Plus, who knows what kind of transformative change to our streets can happen when Transportation Alternatives staff and auto workers come together?
We are advocating for a voice and a seat at the TA table, to bring about better working conditions and to drive the mission of the organization. We wish to not just be employees, but partners in reaching shared goals. We believe collective bargaining can enable true accountability from management and a more stable, secure, and democratic TA. Integral to that is valuing, respecting, and maintaining the institutional knowledge and contributions of all staff.

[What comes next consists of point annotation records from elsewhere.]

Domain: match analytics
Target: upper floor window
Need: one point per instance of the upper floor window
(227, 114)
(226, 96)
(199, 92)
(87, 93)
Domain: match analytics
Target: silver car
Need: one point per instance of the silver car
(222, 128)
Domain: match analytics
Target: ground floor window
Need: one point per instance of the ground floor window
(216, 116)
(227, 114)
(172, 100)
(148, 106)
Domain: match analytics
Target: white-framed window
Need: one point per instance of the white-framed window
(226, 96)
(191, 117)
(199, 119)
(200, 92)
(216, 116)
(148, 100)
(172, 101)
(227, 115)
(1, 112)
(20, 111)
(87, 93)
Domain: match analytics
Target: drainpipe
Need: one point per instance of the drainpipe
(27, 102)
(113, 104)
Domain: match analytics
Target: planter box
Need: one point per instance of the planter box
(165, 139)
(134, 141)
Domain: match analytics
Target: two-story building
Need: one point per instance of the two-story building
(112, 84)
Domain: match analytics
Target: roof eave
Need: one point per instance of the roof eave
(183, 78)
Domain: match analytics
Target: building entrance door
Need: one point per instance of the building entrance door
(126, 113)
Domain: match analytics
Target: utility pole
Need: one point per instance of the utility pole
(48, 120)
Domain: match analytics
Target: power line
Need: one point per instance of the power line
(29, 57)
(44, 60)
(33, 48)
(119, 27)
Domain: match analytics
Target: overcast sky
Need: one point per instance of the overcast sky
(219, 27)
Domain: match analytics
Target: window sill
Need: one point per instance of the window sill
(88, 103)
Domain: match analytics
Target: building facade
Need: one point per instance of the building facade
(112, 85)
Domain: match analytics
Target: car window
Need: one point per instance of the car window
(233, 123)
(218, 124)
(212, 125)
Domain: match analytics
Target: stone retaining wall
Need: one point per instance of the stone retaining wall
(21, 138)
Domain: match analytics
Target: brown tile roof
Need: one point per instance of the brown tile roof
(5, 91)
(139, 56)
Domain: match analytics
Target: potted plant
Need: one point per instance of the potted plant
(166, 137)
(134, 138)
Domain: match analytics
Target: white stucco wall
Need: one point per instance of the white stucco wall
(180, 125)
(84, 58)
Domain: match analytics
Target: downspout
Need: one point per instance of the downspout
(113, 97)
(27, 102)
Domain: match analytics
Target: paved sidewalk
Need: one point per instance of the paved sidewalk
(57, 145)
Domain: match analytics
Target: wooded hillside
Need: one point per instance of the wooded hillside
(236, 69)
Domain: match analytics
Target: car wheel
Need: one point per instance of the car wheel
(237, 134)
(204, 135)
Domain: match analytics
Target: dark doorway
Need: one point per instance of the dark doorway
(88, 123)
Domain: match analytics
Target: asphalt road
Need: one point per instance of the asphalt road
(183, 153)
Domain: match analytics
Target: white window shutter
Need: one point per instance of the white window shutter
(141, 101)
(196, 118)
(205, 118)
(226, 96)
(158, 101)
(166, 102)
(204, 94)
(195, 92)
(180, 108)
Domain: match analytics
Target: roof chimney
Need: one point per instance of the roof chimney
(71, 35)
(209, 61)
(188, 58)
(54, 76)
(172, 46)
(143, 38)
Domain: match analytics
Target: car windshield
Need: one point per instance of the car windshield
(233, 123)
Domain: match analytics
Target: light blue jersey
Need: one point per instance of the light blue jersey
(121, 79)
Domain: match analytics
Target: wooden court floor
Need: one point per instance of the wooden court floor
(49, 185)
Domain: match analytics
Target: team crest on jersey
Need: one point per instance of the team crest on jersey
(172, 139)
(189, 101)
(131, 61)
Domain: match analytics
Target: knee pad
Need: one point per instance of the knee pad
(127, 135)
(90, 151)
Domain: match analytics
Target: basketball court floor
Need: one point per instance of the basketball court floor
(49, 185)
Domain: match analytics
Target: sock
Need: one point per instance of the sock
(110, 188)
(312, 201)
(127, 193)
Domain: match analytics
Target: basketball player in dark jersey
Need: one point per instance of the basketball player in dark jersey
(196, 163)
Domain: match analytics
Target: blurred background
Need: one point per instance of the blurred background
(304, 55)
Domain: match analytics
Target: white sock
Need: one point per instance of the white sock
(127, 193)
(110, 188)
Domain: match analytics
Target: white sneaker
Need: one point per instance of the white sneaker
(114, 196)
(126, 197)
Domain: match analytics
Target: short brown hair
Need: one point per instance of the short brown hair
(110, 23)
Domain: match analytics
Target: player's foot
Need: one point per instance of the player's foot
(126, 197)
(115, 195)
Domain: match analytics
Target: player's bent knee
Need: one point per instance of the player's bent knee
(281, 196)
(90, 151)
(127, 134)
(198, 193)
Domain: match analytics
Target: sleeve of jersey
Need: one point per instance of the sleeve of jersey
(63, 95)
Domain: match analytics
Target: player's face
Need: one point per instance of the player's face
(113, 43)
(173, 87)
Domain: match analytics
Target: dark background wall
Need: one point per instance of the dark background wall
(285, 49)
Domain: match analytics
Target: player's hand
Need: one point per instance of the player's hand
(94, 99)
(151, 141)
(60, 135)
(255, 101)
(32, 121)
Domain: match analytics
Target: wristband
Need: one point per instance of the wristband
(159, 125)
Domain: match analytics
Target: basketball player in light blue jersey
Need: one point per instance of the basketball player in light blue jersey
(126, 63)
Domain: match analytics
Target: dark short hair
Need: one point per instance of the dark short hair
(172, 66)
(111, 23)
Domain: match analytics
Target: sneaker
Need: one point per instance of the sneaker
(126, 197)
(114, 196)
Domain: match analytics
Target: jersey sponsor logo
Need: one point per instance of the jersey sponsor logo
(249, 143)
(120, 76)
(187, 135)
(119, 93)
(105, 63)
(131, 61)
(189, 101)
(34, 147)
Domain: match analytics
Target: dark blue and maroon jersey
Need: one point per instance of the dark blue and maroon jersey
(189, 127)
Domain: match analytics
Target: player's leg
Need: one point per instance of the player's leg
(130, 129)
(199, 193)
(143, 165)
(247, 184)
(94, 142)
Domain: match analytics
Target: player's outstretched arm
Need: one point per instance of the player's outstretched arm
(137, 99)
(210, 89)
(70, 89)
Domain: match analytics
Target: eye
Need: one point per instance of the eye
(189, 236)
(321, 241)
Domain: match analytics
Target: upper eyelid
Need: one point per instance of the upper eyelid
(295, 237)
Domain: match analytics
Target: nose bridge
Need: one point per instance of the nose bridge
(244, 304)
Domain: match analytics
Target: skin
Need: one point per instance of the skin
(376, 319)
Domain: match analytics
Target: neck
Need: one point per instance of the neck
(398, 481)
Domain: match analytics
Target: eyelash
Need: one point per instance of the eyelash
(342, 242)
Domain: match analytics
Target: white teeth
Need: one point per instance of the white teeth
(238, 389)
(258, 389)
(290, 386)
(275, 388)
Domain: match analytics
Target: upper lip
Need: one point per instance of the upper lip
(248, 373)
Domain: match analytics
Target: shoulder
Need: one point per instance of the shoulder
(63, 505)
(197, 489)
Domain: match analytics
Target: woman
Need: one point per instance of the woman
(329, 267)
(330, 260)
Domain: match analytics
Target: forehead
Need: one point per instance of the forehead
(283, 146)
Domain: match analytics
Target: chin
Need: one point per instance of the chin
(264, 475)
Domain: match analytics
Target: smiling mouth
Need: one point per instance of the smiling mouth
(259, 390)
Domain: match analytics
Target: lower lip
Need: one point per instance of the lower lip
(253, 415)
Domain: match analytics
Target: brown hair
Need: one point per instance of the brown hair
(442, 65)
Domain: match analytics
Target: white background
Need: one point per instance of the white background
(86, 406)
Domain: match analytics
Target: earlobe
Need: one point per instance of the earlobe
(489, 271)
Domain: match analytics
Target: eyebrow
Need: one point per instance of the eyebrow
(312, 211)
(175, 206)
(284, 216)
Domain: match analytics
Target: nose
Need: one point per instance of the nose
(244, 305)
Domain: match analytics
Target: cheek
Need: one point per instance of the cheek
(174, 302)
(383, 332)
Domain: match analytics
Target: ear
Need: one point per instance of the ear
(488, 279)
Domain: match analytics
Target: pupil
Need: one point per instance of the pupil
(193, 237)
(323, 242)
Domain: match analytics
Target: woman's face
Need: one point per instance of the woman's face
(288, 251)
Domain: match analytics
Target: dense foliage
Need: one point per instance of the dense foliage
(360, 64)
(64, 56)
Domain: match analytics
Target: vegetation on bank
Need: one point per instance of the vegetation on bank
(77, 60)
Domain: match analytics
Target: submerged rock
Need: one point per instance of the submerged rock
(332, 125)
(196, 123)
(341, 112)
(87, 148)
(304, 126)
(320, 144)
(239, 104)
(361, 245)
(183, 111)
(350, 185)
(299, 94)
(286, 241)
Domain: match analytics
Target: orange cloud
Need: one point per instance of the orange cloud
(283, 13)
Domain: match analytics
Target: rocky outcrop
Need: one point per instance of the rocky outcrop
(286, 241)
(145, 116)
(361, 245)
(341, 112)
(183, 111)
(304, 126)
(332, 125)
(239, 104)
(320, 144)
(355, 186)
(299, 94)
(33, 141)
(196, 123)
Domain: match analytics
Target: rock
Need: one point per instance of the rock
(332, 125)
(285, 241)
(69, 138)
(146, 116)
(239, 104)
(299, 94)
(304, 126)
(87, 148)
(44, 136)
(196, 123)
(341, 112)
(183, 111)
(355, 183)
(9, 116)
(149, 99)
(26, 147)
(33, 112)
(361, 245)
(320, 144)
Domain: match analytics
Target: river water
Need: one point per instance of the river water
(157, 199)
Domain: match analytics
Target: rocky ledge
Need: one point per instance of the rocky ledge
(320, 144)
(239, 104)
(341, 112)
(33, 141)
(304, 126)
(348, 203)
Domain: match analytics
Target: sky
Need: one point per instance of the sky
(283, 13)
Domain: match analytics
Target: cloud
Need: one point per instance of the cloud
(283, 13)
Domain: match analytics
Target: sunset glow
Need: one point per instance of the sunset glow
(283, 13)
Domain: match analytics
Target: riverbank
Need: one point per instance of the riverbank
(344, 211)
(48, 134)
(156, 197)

Similar to the staff at other non-profit organizations, we perform our jobs not only because we believe in the work; we also have to support ourselves, and for some of us, families, too. When workers call too much attention to grievances or push too hard on any agenda, however, much can be at stake, from career and financial risks to emotional well being and personal reputations.
Strategies like “open-door policies,” unfortunately, do not seem to work — just like asking nicely for implementation of known life-saving measures on our streets doesn’t bring us the safety we need.
Unions are designed to benefit women, BIPOC, LGBTQ communities, individuals with disabilities — in other words, all staff.
As labor leader Karen Nussbaum has said, “The true face of the unions now is not a man in a hard hat as much as it is a woman in a classroom or in cleaning smocks.” Union efforts raise wages, expose salary disparities, enact anti-discrimination protections, encourage professional development, and enable grievance procedures.
We are proud and grateful to work at TA, one of the leading street-safety advocacy organizations in New York City. We are aware of the challenges TA and other non-profits face, particularly in this time of COVID-19, including overhead expenses and fundraising hardships. Ultimately, however, we think that our organizing drive will help TA strengthen its mission and achieve its social-justice goals.
Organizing ourselves during a pandemic has been quite a feat. We look forward to joining Local 2110 and believe that together, we can make a stronger, more equitable TA.